The Recipes page is where reusable definitions become real agents and teams on your machine. In practice, this is one of the most important entry points in ClawKitchen because it turns ideas and defaults into working structure.

Builtin vs custom recipes

ClawKitchen works with two broad recipe sources:
  • builtin recipes — bundled with the ClawRecipes plugin
  • custom recipes — user-editable recipe files stored in your workspace
That distinction matters:
  • builtin recipes are the shipped defaults
  • custom recipes are where your own variations and working patterns should live
A good default rule is:
  • use builtin recipes to get started quickly
  • create or evolve custom recipes when the setup becomes yours

Common things you do here

From Recipes, you can:
  • create a team from a recipe
  • create an agent from a recipe
  • create a custom team recipe
  • inspect recipe details
  • edit custom recipes
  • remove custom recipes
ClawKitchen recipes page

Example: create a team from a builtin recipe

Typical flow:
  1. Open Recipes
  2. Pick a team recipe
  3. Choose Create team
  4. Set the team id
  5. Decide whether cron jobs should be installed or reconciled during scaffold
  6. Finish scaffold and move into the Team editor
This is the fastest way to get a real multi-role workspace up and running.

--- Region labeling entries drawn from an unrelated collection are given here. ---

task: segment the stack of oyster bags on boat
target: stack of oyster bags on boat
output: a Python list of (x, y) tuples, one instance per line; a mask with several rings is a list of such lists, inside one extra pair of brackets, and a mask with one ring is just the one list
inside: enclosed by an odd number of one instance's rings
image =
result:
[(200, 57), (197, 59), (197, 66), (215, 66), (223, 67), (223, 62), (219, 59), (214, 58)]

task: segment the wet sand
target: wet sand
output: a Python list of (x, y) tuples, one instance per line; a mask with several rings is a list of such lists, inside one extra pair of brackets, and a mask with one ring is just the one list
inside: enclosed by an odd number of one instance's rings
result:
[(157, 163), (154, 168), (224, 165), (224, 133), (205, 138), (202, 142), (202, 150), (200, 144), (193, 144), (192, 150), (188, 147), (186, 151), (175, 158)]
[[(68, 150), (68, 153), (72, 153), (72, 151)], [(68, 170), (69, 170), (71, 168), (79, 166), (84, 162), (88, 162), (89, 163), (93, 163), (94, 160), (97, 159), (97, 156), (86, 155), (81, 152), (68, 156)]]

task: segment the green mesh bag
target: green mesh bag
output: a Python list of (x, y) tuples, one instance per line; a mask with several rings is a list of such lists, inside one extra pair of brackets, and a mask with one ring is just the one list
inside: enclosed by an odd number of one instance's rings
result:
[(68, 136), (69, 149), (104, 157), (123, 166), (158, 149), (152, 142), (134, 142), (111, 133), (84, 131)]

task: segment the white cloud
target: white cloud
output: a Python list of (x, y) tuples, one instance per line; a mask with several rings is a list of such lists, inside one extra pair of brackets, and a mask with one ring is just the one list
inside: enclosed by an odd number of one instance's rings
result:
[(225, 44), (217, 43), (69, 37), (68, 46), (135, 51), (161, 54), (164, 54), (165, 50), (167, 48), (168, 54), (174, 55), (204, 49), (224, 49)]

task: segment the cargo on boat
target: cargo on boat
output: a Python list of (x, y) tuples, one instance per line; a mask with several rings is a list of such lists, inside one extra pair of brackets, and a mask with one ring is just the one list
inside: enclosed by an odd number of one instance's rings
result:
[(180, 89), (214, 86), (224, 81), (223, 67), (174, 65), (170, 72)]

Example: create an agent from a recipe

Typical flow:
  1. Open Recipes
  2. Pick an agent recipe
  3. Choose Create agent
  4. Set the agent id and display name
  5. Open the new agent in the editor to refine identity, files, model, or skills
This is a good workflow when you want a focused specialist without scaffolding an entire team.

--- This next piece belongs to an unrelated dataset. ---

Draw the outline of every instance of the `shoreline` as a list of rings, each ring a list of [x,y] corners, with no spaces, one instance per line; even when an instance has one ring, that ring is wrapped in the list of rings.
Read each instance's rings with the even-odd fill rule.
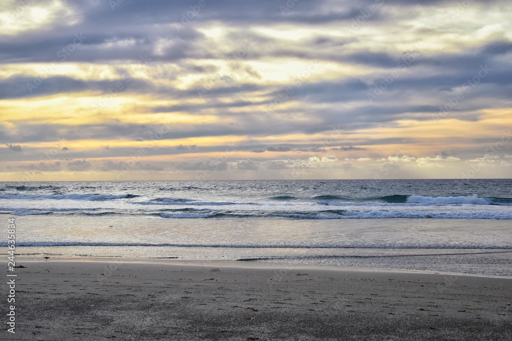
[[[15,270],[17,337],[512,337],[512,278],[232,261],[16,260],[26,267]]]
[[[190,259],[180,259],[179,257],[162,257],[153,258],[133,258],[119,257],[105,257],[95,256],[75,256],[68,255],[60,257],[58,255],[51,254],[41,254],[41,257],[30,257],[25,255],[16,255],[16,262],[26,262],[30,263],[38,263],[45,262],[39,258],[42,258],[42,255],[49,255],[52,257],[46,261],[46,263],[63,262],[77,263],[117,263],[126,264],[158,264],[172,266],[225,266],[230,268],[239,268],[240,269],[250,269],[252,268],[272,269],[293,269],[296,270],[309,269],[312,270],[321,270],[325,271],[343,271],[346,272],[377,272],[377,273],[397,273],[397,274],[416,274],[425,275],[440,276],[456,276],[466,277],[476,277],[481,278],[506,279],[512,280],[512,276],[505,276],[491,275],[482,274],[469,274],[467,272],[456,272],[431,270],[417,270],[415,269],[400,269],[394,268],[379,267],[364,267],[360,266],[346,266],[342,265],[330,265],[323,264],[298,264],[287,263],[279,263],[277,262],[265,262],[260,261],[246,261],[239,260],[200,260]],[[21,264],[23,265],[23,264]]]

Example: create a custom team

If builtin recipes get you close but not all the way there, ClawKitchen also supports creating a custom team recipe. That is useful when you want:
  • your own role mix
  • custom instructions
  • workspace-specific conventions
  • a reusable team structure that you can evolve over time

Important mental model

ClawKitchen helps you scaffold from recipes, but the recipes themselves remain file-backed artifacts. That is the reason the system is repeatable: you are not just clicking UI state into existence. You are generating durable structures that can be reviewed, reused, versioned, and improved.

When to use custom recipes

Custom recipes become the right move when you notice that you are repeatedly changing the same things after scaffold. That is usually a sign that the pattern should live in the recipe itself instead of in post-creation cleanup.